TREM-2 may also have a role in chronic inflammations and may stimulate production of constitutive rather than inflammatory chemokines and cytokines. TREM-2 is localized to the cell membrane and is a single pass membrane protein. TREM-2 is expressed in immune cells such as microglia and monocytes but the expression varies depending upon the exact tissue and location within the tissue. Defects in TREM-2 may be associated in humans with frontotemporal dementia, Nasu-Hakola disease, and recently an increase risk of Alzheimer′s disease.
Specificity
This antibody does not cross react with mouse TREM-1 or TREM-3 (Prof. William Seaman, University of California, San Francisco.).
Application
Research Category
Neuroscience
This Anti-TREM-2 Antibody, clone 78 is validated for use in western blotting, ICC, flow cytometry, inhibition & IP for the detection of TREM-2.

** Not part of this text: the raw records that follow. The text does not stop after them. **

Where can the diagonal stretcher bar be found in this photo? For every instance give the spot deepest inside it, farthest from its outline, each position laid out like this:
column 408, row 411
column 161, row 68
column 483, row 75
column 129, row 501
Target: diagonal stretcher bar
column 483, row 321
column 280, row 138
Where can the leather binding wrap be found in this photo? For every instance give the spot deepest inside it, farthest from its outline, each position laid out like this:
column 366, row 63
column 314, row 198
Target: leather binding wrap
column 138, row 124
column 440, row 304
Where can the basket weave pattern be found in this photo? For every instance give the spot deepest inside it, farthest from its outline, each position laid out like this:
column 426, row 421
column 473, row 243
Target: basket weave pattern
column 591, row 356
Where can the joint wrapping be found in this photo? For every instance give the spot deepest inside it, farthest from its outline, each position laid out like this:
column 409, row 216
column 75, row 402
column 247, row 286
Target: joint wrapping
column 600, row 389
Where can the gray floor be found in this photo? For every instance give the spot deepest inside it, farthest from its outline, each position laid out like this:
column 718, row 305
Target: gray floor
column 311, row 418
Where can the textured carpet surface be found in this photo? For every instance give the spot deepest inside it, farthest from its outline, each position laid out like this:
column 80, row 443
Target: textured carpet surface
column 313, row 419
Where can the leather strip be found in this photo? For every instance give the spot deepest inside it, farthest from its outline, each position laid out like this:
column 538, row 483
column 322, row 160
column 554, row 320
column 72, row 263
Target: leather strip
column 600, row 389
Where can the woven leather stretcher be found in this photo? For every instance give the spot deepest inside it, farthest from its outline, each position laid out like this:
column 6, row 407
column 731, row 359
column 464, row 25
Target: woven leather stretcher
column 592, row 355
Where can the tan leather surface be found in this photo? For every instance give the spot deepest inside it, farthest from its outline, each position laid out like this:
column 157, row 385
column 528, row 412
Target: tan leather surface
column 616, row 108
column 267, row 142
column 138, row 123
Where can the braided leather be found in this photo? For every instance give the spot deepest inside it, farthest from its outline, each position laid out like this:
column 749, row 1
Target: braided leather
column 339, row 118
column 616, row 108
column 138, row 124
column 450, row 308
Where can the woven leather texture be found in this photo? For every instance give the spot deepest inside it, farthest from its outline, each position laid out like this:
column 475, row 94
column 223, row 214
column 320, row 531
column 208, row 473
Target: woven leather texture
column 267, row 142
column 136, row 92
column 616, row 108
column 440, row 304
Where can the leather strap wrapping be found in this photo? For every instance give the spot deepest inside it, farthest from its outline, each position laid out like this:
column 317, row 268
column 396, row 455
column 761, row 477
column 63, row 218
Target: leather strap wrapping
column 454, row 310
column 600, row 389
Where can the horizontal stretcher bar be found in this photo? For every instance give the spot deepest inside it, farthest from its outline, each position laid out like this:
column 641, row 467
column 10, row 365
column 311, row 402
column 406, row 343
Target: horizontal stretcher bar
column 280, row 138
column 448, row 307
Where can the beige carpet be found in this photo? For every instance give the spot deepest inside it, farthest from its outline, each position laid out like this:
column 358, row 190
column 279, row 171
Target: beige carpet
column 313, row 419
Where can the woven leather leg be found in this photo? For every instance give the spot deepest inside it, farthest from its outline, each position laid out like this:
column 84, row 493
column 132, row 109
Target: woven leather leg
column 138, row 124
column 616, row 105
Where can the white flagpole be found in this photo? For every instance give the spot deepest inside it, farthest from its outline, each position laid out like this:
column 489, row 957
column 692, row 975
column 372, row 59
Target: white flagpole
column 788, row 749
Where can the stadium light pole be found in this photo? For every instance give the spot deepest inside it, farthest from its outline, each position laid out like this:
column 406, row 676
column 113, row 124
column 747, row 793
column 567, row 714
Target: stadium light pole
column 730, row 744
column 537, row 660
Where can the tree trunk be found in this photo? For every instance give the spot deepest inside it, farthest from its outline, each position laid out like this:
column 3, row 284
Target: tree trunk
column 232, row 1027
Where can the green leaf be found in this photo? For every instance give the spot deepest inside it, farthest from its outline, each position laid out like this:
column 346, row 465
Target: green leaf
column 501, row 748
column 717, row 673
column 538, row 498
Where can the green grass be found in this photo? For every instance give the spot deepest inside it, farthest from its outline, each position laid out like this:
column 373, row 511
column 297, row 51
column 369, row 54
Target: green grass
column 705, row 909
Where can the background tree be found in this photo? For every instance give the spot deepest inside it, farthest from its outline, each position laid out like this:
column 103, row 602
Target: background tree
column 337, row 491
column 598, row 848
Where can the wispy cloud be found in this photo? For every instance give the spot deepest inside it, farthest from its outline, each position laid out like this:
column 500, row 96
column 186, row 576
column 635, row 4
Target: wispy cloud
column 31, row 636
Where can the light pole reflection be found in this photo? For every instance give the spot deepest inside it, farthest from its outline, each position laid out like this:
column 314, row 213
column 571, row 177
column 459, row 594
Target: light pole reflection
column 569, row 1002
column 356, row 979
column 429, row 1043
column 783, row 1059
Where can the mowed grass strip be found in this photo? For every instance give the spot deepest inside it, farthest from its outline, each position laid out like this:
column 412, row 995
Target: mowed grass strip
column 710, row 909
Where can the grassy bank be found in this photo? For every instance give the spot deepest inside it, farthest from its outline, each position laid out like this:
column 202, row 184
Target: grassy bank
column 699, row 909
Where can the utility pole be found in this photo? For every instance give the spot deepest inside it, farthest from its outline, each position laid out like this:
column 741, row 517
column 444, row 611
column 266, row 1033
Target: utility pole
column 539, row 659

Immunocytochemistry Analysis: A representative lot from an independent laboratory detected TREM-2 in TRACP+ osteoclasts (Humprey, M. B., et al. (2006). J Bone Miner Res. 21(2):237-245.).
Flow Cytometry Analysis: A representative lot from an independent laboratory detected TREM-2 in RAW264.7 cells (Humprey, M. B., et al. (2006). J Bone Miner Res. 21(2):237-245.).
Immunoprecipitation Analysis: A representative lot from an independent laboratory immunoprecipitated TREM-2 from mouse macrophage lysates (Peng, Q., et al. (2010). Sci Signal. 3(122):ra38.).
Inhibition Analysis: : Pre-treatment of BV2 cells or C57BL/6 Osteoclasts with a representative lot of this antibody significantly reduces cellular activation in response to both untreated and apoptotic Neuro2A cells (Hsieh, C. L., et al. (2009). J Neurochem. (109):4:1144-1156.; Humprey, M. B., et al. (2006). J Bone Miner Res. 21(2):237-245).